2 months and no response from Eben Moglen - Yes you can rescind your grant.

From: visionsofalice
Date: Sat Dec 22 2018 - 12:50:06 EST

It has been 2 months. Eben Moglen has published no research.

Because there is nothing more to say: The GPLv2, as used by linux, is a bare license. It can be rescinded at the will of the grantor.

The regime that the FSF used, vis-a-vis the GPLv2, is essential: copyright transfers to a central repository entity that is sure not to rescind.

Linus chose not to adopt this regime.
He benefited by greatly increased developer contribution.
The price for that windfall was and is the retention of their traditional property rights by the property holders.

They can rescind at will.
They made no promise nor utterance to the contrary that can be relied upon.
They were paid no consideration.
There was no meeting of the minds.

Additionally the CoC regime itself is a license terms violation, being an additional restrictive term, as explained in the other analysis. (Similar to the GRSecurity license violation)

On 2018-10-26 18:31, Eben Moglen wrote:
On Friday, 26 October 2018, visionsofalice@xxxxxxxxxx wrote:

You are conflating case law dealing with commercial software and
non-gratuitous licenses with the present situation, which would likely
be a case of first-impression in nearly any jurisdiction.

I think the best procedure would be for me to publish my analysis and
for you then to tell me what is wrong with it.
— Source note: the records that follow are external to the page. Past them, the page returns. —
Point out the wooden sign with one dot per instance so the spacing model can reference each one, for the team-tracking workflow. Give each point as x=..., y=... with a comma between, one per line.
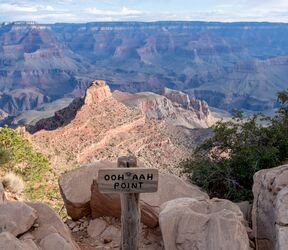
x=128, y=180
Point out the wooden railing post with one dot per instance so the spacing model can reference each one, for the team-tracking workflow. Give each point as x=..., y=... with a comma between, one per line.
x=130, y=206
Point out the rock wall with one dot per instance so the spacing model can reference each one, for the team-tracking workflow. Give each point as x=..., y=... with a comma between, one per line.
x=270, y=208
x=32, y=226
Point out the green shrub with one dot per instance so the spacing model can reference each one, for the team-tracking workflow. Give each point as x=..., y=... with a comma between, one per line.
x=224, y=165
x=18, y=156
x=13, y=183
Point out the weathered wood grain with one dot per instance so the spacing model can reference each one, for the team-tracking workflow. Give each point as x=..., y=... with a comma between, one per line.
x=128, y=180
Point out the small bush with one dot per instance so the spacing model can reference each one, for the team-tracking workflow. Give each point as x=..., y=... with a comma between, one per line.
x=13, y=183
x=224, y=164
x=18, y=156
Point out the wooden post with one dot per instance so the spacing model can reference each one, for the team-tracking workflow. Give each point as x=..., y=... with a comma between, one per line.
x=130, y=206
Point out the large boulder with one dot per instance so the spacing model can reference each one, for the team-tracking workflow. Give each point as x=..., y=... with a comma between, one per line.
x=75, y=188
x=16, y=217
x=169, y=187
x=9, y=242
x=203, y=224
x=270, y=206
x=51, y=232
x=2, y=192
x=79, y=189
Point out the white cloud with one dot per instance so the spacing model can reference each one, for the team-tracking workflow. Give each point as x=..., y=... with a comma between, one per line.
x=49, y=8
x=7, y=7
x=123, y=12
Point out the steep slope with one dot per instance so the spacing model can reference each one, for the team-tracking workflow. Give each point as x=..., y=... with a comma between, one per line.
x=35, y=67
x=104, y=128
x=230, y=65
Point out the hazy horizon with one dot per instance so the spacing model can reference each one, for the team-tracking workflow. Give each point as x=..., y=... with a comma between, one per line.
x=82, y=11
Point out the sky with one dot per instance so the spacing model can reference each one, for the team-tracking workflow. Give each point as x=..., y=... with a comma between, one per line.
x=52, y=11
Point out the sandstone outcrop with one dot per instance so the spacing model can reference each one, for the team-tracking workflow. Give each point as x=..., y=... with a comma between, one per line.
x=96, y=227
x=97, y=92
x=177, y=97
x=32, y=226
x=16, y=218
x=173, y=107
x=101, y=126
x=2, y=192
x=9, y=242
x=202, y=224
x=270, y=206
x=75, y=188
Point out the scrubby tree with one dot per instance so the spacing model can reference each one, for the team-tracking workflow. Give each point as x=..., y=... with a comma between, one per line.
x=224, y=164
x=18, y=156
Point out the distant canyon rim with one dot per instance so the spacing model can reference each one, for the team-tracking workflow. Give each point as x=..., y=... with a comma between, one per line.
x=229, y=65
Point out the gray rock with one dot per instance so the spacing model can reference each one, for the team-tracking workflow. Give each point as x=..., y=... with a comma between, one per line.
x=270, y=206
x=96, y=227
x=16, y=217
x=188, y=223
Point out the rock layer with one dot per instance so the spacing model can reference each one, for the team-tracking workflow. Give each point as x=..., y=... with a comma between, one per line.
x=270, y=206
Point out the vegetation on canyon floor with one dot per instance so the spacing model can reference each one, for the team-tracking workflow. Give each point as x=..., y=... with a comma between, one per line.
x=224, y=164
x=18, y=156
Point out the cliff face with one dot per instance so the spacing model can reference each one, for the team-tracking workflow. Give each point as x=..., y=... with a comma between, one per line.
x=233, y=65
x=173, y=107
x=103, y=125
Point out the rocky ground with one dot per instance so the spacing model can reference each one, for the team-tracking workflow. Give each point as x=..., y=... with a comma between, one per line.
x=178, y=216
x=105, y=233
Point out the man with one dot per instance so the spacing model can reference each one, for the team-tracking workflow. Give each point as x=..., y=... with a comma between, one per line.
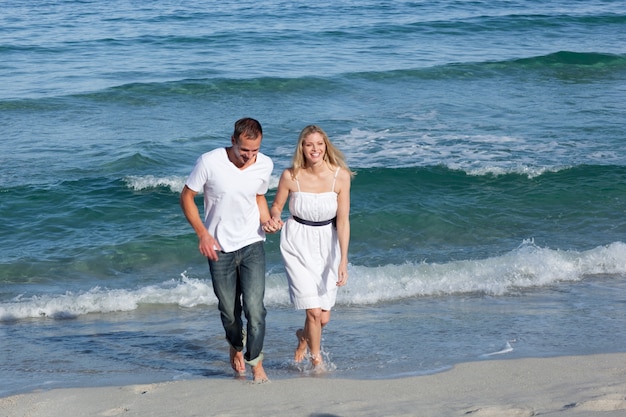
x=234, y=181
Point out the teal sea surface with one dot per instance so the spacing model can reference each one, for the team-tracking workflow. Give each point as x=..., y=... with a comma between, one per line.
x=488, y=213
What you say here
sounds like what a lawyer might say, but isn't. I have been teaching
this stuff for about thirty years, so if I am conflating or confusing
anything I will be grateful for help in seeing my mistake.

The rule for gratuitous licenses is that they are revocable at the will
of the grantor.

That's not actually "the rule." It sounds like it might be the rule,
but it so happens that it's not. When I have given the explanation as
I have learned, taught and depended on it, you will be able to show me
what I am wrong about.

Raymond Nimmer (God rest his soul) was in agreement on this point,
vis-a-vis the GPL and similar licenses.

You have your Nimmers confused. The primary author of the treatise
Nimmer on Copyright (a book about the law, not in itself an authority)
was Melville Nimmer. The treatise is continued by his son, David, a
fine lawyer with whom I do from time to time politely disagree about
something. Ray Nimmer is quite another person.